Enhancement of flagellated bacterial motility in polymer solutions

Measurements of the swimming speed of many species of flagellated bacteria in polymer solutions have shown that with the addition of high molecular weight polymers, the speed initially increases as a function of the kinematic viscosity. It peaks at around 1.5-2 cP with typically 10-30{\%} higher values than in cell media without added polymers ($\sim$ 1 cP). Past the peak, the average speed gradually decreases as the solution becomes more viscous. Swimming motility persists until solution viscosity reaches 5-10 cP. Models have been proposed to account for this behavior, and the magnitude of the peak becomes a crucial test of theoretical predictions.

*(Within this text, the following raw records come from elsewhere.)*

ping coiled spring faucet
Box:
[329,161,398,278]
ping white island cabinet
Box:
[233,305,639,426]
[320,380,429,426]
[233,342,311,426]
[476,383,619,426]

The status of the field is complicated in light of a recent report (Martinez et al.,PNAS, 2014), stressing that low-molecular weight impurities account for the peaked speed-viscosity curves in some cases. We measured the swimming speed of a uni-flagellated bacterium, caulobacter crescentus, in solutions of a number of polymers of several different sizes. Our findings confirm the peaked speed-viscosity curve, only as the molecular weight of the flexible polymers used surpassed $\sim$ 50,000 da. The threshold molecular weight required to augment swimming speed varies somewhat with the polymer species, but it generally corresponds to radius of gyration over tens of nanometers. This general feature is consistent with the model of Powers et al. (Physics of Fluid, 2009), predicting that nonlinear viscoelasticity of the fluid enhances swimming motility.